Battery swapping is that curious legacy solution that just refuses to die. And now one of the leading players, Ample, has debuted a station promising “recharge” times of 5 minutes!

We previously spoke about the battery swapping phenomenon and arguably its most high-profile failure. Startup Better Place raised about $900 million in venture capital, but the cost of each battery swap station ballooned up to $2 million apiece, and the Palo Alto firm declared bankruptcy in 2013. Similar attempts by bigwigs like Tesla went nowhere.

And you’d think that’d be the end of it, especially with fast-charging stations gaining traction. No matter how you parse it, battery swapping is a stop-gap solution, and it’s only viable because, as Ample points out, their solution is 3-10 times cheaper than a fast-charging station.

But battery swapping is alive and well, including in China where, for example, the automaker Nio has 1,400 battery-swap stations up and running. Nio has also expanded into Norway, and their entire business model is seemingly based on the general public’s agita over expensive EV batteries.

Take the Nio ES8 – if you want to buy the vehicle and the battery outright, with no visits to swap stations, it’ll run you about $58,500. Or you could pay $50K and lease the battery, with a $135 monthly fee that includes a couple swaps or a certain amount of rapid charging.

Eventually, the upfront option becomes more cost-effective – about five years, apparently – but that’s if your purchased battery goes the distance. So Nio is playing into driver fears over battery deterioration.
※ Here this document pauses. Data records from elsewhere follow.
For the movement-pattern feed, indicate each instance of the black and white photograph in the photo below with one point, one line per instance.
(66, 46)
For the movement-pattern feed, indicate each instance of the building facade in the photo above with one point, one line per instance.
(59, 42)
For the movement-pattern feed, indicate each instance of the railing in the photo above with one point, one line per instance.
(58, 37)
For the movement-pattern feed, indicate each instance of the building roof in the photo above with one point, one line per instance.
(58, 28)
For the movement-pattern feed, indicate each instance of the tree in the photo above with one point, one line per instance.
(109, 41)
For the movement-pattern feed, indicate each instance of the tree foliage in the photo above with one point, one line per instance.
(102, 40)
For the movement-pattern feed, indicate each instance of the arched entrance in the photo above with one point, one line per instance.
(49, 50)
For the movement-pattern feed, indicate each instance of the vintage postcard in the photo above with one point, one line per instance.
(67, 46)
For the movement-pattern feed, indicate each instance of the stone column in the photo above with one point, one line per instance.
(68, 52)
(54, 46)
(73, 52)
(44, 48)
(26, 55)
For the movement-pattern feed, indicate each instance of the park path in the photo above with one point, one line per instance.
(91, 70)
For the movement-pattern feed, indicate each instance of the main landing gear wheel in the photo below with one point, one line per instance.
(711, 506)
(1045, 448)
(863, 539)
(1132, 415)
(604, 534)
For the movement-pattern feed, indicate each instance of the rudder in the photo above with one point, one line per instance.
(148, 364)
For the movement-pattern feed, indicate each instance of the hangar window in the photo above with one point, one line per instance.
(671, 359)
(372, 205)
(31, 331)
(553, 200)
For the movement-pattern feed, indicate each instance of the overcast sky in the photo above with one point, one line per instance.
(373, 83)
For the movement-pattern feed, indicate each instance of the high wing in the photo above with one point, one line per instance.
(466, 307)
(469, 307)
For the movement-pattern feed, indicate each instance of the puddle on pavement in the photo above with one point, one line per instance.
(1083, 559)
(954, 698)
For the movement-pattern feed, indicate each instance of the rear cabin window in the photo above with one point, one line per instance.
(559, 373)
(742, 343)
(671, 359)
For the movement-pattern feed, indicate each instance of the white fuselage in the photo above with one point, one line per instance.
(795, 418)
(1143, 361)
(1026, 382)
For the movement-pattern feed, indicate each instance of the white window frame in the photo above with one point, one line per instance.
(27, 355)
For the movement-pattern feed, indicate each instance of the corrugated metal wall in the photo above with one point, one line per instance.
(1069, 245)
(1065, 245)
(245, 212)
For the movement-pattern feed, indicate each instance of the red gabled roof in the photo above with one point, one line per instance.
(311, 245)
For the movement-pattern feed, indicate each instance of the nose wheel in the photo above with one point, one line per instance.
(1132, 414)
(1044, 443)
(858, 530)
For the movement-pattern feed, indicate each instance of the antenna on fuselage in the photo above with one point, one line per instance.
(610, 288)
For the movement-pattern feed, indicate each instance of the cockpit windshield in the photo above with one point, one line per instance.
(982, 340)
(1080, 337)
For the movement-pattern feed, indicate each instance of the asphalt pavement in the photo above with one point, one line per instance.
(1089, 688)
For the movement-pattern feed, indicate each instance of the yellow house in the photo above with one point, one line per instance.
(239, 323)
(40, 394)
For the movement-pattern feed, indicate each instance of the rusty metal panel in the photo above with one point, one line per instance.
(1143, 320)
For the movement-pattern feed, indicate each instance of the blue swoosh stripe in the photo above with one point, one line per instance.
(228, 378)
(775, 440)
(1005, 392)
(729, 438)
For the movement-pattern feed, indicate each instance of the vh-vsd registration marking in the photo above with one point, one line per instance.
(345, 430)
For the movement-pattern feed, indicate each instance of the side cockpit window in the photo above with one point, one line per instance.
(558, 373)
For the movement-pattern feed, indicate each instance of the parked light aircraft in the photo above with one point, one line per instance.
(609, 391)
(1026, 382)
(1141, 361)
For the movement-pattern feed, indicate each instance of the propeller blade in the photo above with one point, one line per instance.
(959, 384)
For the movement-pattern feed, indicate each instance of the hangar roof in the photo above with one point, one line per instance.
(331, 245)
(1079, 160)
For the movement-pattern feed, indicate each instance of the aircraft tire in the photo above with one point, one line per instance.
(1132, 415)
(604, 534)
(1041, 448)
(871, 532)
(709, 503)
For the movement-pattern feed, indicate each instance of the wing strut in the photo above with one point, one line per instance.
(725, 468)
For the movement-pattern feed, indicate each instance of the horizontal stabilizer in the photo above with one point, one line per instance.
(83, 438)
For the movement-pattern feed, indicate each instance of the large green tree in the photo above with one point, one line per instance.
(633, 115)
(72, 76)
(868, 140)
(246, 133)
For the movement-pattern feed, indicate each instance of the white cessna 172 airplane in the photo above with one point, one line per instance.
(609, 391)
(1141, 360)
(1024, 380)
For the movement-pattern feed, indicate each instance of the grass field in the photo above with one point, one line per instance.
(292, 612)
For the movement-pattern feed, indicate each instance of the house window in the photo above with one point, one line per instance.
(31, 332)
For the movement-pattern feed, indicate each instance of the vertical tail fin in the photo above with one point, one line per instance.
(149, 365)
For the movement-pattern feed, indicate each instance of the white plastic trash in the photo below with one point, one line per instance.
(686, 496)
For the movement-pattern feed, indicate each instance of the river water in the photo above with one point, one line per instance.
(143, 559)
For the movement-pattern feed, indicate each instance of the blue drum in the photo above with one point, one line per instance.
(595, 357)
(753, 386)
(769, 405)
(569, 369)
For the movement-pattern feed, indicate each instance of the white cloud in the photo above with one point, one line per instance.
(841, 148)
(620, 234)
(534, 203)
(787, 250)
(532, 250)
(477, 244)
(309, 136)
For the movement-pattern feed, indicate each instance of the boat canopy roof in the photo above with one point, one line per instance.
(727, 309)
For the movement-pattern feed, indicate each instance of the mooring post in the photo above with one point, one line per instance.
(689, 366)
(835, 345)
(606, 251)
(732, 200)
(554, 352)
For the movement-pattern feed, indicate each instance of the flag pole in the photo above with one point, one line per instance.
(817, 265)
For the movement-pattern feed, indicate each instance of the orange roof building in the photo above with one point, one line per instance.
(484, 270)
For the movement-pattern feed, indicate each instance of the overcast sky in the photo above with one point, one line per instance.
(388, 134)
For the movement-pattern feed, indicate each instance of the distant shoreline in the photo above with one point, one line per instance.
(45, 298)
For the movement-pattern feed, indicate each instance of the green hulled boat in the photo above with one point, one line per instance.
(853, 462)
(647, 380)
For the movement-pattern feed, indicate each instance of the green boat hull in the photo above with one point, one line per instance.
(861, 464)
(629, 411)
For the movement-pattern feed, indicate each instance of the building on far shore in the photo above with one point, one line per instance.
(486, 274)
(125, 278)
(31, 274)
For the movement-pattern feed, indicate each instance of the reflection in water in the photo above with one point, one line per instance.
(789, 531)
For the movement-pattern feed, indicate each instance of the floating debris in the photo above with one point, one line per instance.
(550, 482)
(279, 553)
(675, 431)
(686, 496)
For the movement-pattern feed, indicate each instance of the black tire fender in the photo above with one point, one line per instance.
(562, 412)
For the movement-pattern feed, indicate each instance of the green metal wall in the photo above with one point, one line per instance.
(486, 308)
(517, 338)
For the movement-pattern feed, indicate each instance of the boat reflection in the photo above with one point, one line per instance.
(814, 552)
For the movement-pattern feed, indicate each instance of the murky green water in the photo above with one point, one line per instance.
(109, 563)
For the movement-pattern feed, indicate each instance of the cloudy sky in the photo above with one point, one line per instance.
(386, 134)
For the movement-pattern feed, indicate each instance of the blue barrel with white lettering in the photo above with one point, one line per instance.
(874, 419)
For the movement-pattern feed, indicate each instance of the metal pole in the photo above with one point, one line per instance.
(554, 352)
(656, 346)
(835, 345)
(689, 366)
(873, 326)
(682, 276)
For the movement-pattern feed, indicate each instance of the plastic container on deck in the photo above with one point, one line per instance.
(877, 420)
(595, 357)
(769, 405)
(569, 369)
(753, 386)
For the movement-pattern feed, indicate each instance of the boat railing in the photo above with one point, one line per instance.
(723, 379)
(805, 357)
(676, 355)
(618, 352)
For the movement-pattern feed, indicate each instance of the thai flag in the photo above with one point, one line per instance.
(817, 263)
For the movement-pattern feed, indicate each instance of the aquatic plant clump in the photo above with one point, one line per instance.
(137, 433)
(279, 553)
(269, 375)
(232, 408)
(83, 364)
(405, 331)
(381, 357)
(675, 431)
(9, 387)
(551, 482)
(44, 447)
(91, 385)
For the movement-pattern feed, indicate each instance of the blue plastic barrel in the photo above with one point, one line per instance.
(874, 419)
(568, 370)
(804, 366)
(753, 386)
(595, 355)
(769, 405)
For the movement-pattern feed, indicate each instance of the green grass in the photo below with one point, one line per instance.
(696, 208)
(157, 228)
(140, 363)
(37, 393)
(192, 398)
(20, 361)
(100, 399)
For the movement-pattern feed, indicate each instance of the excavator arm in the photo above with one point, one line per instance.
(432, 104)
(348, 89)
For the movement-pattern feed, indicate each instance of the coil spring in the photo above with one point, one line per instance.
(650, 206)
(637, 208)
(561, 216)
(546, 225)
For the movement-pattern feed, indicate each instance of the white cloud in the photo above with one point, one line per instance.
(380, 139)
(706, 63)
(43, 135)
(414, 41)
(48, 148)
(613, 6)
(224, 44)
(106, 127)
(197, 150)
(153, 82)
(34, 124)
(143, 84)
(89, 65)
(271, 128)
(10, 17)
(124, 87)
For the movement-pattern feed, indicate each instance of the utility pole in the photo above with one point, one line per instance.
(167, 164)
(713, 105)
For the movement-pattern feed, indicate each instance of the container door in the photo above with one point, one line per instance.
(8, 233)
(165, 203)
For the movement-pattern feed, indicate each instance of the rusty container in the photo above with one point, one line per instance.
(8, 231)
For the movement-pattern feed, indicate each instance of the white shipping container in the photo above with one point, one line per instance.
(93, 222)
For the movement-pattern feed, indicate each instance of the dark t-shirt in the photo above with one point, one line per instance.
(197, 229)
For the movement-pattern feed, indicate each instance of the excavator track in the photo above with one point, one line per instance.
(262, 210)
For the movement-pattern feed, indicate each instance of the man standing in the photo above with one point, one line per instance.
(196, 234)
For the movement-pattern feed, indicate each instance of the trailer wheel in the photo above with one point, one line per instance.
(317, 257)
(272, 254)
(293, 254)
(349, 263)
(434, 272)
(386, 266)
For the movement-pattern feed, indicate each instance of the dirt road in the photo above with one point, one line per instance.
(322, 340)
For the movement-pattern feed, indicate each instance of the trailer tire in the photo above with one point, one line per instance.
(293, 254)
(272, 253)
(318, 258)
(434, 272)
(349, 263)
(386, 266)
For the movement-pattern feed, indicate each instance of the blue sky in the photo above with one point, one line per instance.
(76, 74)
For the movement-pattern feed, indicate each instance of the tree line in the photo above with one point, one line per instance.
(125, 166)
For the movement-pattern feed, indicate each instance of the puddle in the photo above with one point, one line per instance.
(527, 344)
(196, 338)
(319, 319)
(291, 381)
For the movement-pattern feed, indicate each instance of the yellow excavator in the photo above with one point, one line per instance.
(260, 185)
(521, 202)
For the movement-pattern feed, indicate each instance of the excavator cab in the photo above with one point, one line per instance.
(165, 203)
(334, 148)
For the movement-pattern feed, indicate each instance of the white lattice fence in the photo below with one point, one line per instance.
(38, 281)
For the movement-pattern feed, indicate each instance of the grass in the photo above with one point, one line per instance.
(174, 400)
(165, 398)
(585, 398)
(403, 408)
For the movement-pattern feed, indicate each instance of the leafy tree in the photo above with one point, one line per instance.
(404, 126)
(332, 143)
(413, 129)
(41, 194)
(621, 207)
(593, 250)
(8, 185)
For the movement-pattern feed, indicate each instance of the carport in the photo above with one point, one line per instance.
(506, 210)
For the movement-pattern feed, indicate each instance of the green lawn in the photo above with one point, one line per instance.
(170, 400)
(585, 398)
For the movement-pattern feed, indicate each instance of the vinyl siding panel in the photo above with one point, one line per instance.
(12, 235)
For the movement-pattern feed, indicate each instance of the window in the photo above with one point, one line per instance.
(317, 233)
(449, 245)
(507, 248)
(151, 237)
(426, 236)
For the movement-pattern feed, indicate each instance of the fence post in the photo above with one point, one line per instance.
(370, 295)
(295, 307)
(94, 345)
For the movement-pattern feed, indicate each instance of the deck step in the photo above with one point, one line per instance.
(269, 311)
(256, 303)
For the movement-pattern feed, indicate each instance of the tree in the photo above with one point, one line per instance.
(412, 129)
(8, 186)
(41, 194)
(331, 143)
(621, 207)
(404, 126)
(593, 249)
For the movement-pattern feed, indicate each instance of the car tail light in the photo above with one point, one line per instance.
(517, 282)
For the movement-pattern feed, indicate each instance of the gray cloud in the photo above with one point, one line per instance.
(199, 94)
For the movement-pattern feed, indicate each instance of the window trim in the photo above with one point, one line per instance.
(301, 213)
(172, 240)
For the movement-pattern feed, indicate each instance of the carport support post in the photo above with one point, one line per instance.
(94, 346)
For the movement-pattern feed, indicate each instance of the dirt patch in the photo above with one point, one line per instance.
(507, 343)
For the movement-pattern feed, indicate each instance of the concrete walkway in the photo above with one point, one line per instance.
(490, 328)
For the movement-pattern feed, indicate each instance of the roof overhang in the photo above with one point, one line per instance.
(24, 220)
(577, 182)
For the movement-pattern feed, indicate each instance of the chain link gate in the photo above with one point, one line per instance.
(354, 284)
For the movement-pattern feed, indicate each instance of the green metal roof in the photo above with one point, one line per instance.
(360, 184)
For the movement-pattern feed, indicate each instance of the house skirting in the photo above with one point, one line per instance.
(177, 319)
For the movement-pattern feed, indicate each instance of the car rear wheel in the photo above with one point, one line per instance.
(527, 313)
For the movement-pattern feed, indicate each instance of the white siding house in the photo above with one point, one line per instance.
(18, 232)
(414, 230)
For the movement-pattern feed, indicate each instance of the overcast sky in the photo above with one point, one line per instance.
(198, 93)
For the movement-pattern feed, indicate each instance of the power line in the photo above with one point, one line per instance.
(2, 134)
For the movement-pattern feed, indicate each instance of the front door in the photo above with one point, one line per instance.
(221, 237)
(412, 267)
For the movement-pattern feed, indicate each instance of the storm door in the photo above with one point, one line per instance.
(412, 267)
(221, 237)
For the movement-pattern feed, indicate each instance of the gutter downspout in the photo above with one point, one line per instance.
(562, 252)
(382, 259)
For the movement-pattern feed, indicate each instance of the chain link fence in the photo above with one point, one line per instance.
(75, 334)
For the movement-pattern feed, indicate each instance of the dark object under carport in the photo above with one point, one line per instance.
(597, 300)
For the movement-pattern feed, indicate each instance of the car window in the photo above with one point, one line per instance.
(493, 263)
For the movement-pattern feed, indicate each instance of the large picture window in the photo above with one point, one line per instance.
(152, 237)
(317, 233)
And now the San Francisco-based Ample is making the case for battery swapping in the U.S. by completing the process in roundabout the same time it takes to fill a tank with gas.

But how’s this song and dance any different? We’ve still got the massive overhead of stocking and maintaining a voluminous backlog of expensive batteries.

There’s also the issue of compatibility – Ample claims their modular battery packs can be integrated into any EV, but that would require installing the swappable Ample batteries at the factory level, and that would assume a level of cooperation amongst automakers (who may want to just focus on quick chargers).

Ample’s promo video offers no hints towards solving the same fiscal issues that plagued Better Place. Instead, it plays on the nation’s impatience with renewable energy in general – battery swapping offers an immediate solution (never mind e-waste).

So is battery swapping suddenly more viable in the U.S. than it was a decade ago? I’m going to say no.